Is using sizeof on a variable where a type of the same name exists well defined?

Question

Is this well defined behaviour or is it undefined / somehow else defined which foo (data type or identifier) sizeof will be operating on ?

Answer 1

First of all according to the C Standard (6.5.3.4 The sizeof and alignof operators)

2 The sizeof operator yields the size (in bytes) of its operand, which may be an expression or the parenthesized name of a type. The size is determined from the type of the operand. The result is an integer. If the type of the operand is a variable length array type, the operand is evaluated; otherwise, the operand is not evaluated and the result is an integer constant.

Thus it is the type of the operand of the sizeof operator that determinates the size of the operand. So you may use interchangeably either an expression or some type definition.

Take into account that an expression used in the sizeof operator is not evaluated.

For example you can write

int x = 10;
printf( "%zu\n", sizeof( ++x ) );

and after the printf x will have the same value 10 as before the printf.

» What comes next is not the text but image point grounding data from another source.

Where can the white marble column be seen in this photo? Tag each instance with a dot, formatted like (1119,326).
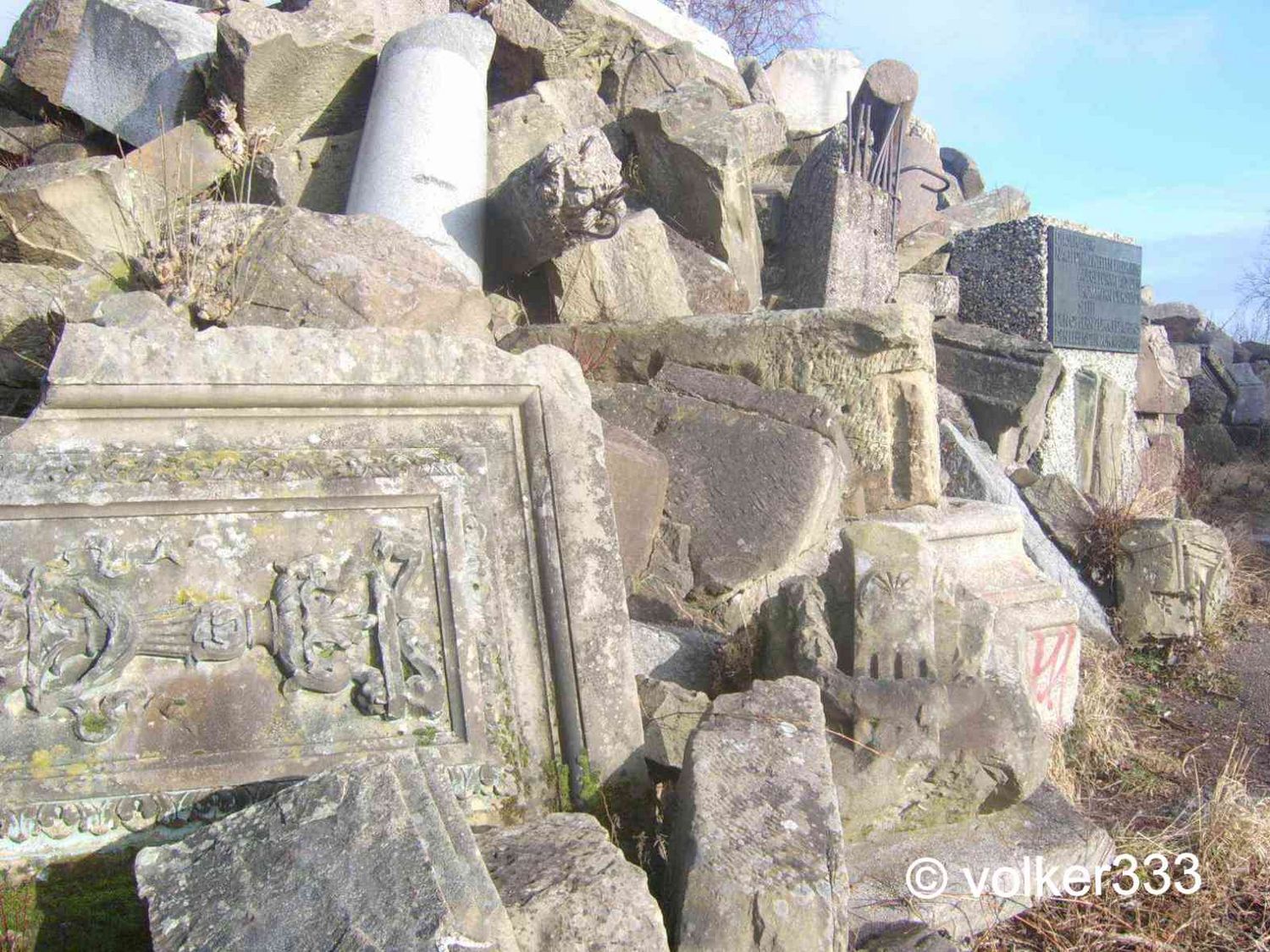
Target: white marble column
(422,157)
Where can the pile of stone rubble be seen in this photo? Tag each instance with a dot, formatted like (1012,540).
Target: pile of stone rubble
(422,421)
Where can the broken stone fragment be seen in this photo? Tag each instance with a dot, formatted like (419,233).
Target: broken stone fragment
(812,86)
(69,212)
(296,871)
(638,475)
(876,365)
(1008,383)
(671,713)
(42,43)
(1173,578)
(422,157)
(975,472)
(754,490)
(627,277)
(295,268)
(757,772)
(838,245)
(136,70)
(1062,510)
(522,127)
(693,169)
(566,888)
(568,195)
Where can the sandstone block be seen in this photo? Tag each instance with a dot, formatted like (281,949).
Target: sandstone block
(757,771)
(300,872)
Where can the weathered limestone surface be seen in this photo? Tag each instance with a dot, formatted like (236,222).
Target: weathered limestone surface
(638,475)
(522,127)
(939,294)
(876,365)
(42,43)
(70,212)
(630,277)
(368,856)
(757,771)
(838,234)
(975,474)
(671,713)
(1161,388)
(602,38)
(568,195)
(309,73)
(136,66)
(754,490)
(695,172)
(812,86)
(422,157)
(1044,825)
(1173,576)
(568,889)
(295,268)
(1062,510)
(1006,382)
(393,515)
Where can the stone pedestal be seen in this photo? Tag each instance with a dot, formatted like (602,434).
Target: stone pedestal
(422,159)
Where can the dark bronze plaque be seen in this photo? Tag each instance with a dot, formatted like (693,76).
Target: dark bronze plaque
(1094,292)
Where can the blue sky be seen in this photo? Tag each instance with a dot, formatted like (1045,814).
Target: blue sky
(1146,118)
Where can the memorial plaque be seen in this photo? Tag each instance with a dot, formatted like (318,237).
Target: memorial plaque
(235,559)
(1094,292)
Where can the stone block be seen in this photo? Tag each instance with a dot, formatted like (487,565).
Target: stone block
(1173,578)
(70,212)
(295,268)
(568,889)
(838,244)
(695,172)
(42,43)
(1002,205)
(690,658)
(975,474)
(312,573)
(136,70)
(525,40)
(563,197)
(309,73)
(522,127)
(754,490)
(422,157)
(876,365)
(671,713)
(937,294)
(964,169)
(1046,825)
(1250,403)
(709,283)
(638,476)
(1062,510)
(362,857)
(759,772)
(1008,383)
(183,159)
(630,277)
(812,86)
(602,38)
(1161,388)
(312,173)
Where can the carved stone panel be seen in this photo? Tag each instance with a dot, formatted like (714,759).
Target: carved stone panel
(216,576)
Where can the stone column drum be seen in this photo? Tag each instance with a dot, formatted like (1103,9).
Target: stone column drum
(422,159)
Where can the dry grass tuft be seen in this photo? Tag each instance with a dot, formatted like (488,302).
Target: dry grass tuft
(1226,829)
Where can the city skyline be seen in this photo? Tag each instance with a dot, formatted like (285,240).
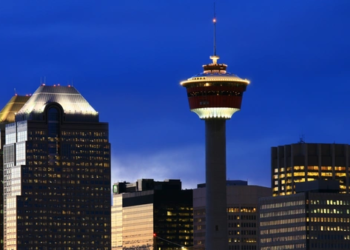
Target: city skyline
(128,59)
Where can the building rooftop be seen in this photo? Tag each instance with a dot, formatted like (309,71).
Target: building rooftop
(8,113)
(73,103)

As for your code snippet it seems that you made a mistake. I think you mean the following

typedef int foo;

int main(int argc, char *argv[])
{
    foo exp;
    printf ("%zu\r\n", sizeof( exp ));
    return 0;
}

Of course there is no need to create an object of type foo. You could write simply

    printf ("%zu\r\n", sizeof( foo ));

As for your original code

typedef int foo;

int main(int argc, char *argv[])
{
    char foo;
    printf ("%u\r\n", sizeof(foo));
    return 0;
}

then identifier name foo in the block scope of function main hides the type definition foo in the global scope and statement

    printf ("%u\r\n", sizeof(foo));

is equivalent to

    printf ("%u\r\n", sizeof( char ));

In C you can't refer to the global definition of foo in this case.